Supported notehead schemes
Download this testing score file ms3_noteheadschemes.mscz
Notehead schemes are used by musicians to designate notehead shape meaning, see the main chapter Noteheads. In Musescore 3, scheme option for all notes on a staff is named "Notehead Scheme", scheme option for individual note is named "Head scheme". Specific Notehead shape can also be assigned to individual note directly, when a note has specific notehead shape assigned, it does not use pitch information to determine notehead shape.
Musescore supports nine schemes. Five of them are directly fully supported, notes written create correct playback. Four "shape note notations" are supported in terms of notehead engraving, users need to take advantage of 'Transposing instruments' feature to create desired playback, see Noteheads.
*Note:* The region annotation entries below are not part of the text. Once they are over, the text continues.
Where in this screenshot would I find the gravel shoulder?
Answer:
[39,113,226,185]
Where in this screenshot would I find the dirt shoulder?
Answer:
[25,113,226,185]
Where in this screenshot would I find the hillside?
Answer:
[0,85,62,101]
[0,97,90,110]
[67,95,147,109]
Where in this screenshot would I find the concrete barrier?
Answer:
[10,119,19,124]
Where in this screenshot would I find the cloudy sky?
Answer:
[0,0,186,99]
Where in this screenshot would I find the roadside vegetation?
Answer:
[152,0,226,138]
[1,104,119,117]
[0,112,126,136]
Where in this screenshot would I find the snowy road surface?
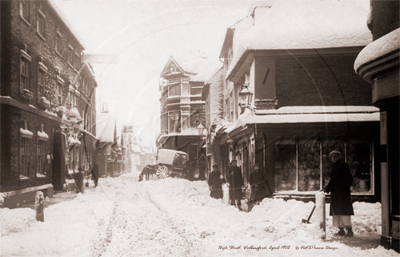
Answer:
[0,171,399,257]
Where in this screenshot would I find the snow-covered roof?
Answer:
[96,113,116,142]
[226,106,380,133]
[228,0,372,77]
[354,28,400,71]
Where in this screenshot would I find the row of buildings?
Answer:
[0,0,138,207]
[157,0,400,251]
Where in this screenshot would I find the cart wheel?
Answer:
[157,166,169,179]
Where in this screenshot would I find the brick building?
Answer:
[157,57,220,177]
[0,0,97,206]
[208,1,380,201]
[354,0,400,252]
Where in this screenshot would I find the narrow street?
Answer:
[0,173,398,257]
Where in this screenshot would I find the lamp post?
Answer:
[239,83,253,113]
[197,122,206,139]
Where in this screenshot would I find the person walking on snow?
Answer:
[324,150,354,237]
[208,164,225,199]
[227,160,243,210]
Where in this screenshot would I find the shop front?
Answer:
[228,107,380,202]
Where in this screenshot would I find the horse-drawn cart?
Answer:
[156,149,188,179]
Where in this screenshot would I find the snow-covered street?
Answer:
[0,171,398,257]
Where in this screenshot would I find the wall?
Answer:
[1,105,59,192]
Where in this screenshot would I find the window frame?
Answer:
[56,75,64,106]
[19,49,32,93]
[36,3,46,40]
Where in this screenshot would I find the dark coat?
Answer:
[208,170,225,199]
[226,166,244,200]
[325,159,354,216]
[249,171,268,201]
To create custom "shape note notations" using a scheme other than the four, see Noteheads: adding pitch info.
The nine supported by Musescore are:
- Normal: The default scheme used by vast majority of musicians.
4 solfege related notations:
- Pitch name: Noteheads automatically and dynamically change to include the English pitch name in the notehead.
- German pitch name: similar to Pitch name but B replaced with H, and B♭ with B.
- Solfège Movable Do (also called Tonic Solfa): Noteheads with solfege literally written. It uses Ti and not Si.
- Solfège Fixed Do: Noteheads with solfege literally written. Used in France, Italy, Spain, etc. It uses Si and not Ti.
4 shape note notations, need further config if you wish to create desired playback:
- 4 Shape (Walker): used in books such as William Walker’s Southern Harmony (1835).
- 7 Shape (Aikin): used in books such as Jesse B. Aikin’s The Christian Minstrel (1846), and books by the Ruebush & Kieffer Publishing Company. It's the most used 7-shape system.
- 7 Shape (Funk): used in books such as Joseph Funk’s Harmonia Sacra (1851).
- 7 Shape (Walker): used in books such as William Walker’s Christian Harmony (1867).